『それでも僕は、「評価」に異議を唱えたい。』のあとがき
『評価圧力』、いかがだったでしょうか。
この文章を書くために、僕はかなりの量の学習評価本に目を通しました。はじめの頃は「学習評価なんて辞めてしまえ」と思っていた僕ですが、勉強する中で「これは教員の資質能力の開発」のヒントになる部分もたくさんあるのではないかと思うようになってきました。アトキンが唱えた「羅生門的アプローチ」はその一つです。
僕は以前から「即興性」という言葉に授業改善のヒントがあると思ってはいたのですが、上手く言語化できずにいました。その中で「工学的アプローチ」という言葉に出会い、現在の授業の多くが抱える「教科書という台本を演じる教師と子ども」といった「広がりが生まれにくい授業」を変えるためのヒントを「羅生門的アプローチ」から得ました。
しかし「即興性」ばかりを説いたところで、そこには「教材への深い理解」だったり「教員の資質能力」だったりと、改善には時間がかかる部分もあり、若手教員が増えつつある現状では、「工学的アプローチ」によって「授業の型を学ぶ」という視点も忘れてはならないなとも考えています。結局、有体に言えば「両輪を回していく」ということなのでしょう。
僕は常々「教師のパフォーマンスを最大化するためには」ということを考えています。教育という複雑な営みをしていくためには、教師一人一人のパフォーマンスを高めていくことが必要不可欠だからです。教育崩壊と言われている現状ではなおさらでしょう。しかし、まえがきにも書いた通り、現状の教育現場は忙しさの極みとも言われており、なり手もどんどん減少しています。日々の授業さえ、前日に教科書を確認する程度しか教材研究ができない教師に「学習評価」を適切に運用することを望むのはかなり酷なことなのです。
それでも、我々は教師をしていく以上、学習評価からは逃れることはできません。仮に通知表は無くせても、指導要録は無くせません。さらに、子どもたちの「学びの現状」をとらえないと、それこそ「子ども不在」の授業になってしまいます。

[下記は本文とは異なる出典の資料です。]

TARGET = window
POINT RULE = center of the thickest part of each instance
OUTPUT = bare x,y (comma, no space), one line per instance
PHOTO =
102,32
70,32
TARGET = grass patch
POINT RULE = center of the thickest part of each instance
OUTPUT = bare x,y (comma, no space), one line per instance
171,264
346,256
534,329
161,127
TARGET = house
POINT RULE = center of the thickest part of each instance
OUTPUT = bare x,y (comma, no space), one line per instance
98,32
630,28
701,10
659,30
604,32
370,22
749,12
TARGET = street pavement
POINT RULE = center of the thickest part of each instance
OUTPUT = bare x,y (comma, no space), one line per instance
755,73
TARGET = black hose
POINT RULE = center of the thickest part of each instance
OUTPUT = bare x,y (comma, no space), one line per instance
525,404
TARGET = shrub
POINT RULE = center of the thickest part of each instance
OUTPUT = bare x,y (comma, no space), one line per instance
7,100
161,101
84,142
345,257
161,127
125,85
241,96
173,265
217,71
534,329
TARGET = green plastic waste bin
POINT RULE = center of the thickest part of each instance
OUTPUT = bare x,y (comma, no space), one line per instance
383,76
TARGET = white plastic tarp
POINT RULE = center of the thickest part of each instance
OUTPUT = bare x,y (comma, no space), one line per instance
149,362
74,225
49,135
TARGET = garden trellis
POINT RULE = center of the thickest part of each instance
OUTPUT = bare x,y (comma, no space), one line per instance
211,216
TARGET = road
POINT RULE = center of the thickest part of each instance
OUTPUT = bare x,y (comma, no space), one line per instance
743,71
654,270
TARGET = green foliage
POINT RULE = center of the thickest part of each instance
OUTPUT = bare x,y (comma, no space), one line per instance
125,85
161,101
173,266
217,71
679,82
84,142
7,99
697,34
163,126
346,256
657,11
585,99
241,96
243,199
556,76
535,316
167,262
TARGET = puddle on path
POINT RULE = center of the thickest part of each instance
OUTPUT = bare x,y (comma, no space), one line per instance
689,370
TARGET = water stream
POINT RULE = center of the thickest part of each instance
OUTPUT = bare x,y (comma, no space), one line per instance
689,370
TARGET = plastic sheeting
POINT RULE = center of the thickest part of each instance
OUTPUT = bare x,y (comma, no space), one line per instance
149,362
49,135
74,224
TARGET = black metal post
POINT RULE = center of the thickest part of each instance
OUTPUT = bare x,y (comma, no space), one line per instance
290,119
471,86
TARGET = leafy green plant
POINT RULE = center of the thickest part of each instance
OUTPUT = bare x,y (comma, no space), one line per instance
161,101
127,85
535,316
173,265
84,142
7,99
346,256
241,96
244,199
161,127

「指導と評価の一体化」とは、本来、「指導の質的向上」という文脈で語られるべきなのです。それならば、少しでも「有益な方法で」学習評価ができないものか。そういうことを日々考えながら実践している、一人の教員が考えたことを本書には書きました。
最後に、本書をはじめ、過去の著作でもお世話になった東洋館出版社の編集者である北山さんにはお礼を申し上げないといけません。「あとがき」では通常、お世話になった方々へのお礼を述べるという常識を知らないくらいに本を読まなかった僕が、これだけ本を読んで、執筆ができるようになったのは、北山さんが僕の送る原稿を、いつも「おもしろいです」と言ってくれていたからです。北山さんの励ましなしには、僕は執筆をすることはできなかったと思います。「読んでくれる人がいる」というのは執筆における最大のモチベーションでした。いつも「最初の読者」であった北山さん、これからもよろしくお願いします。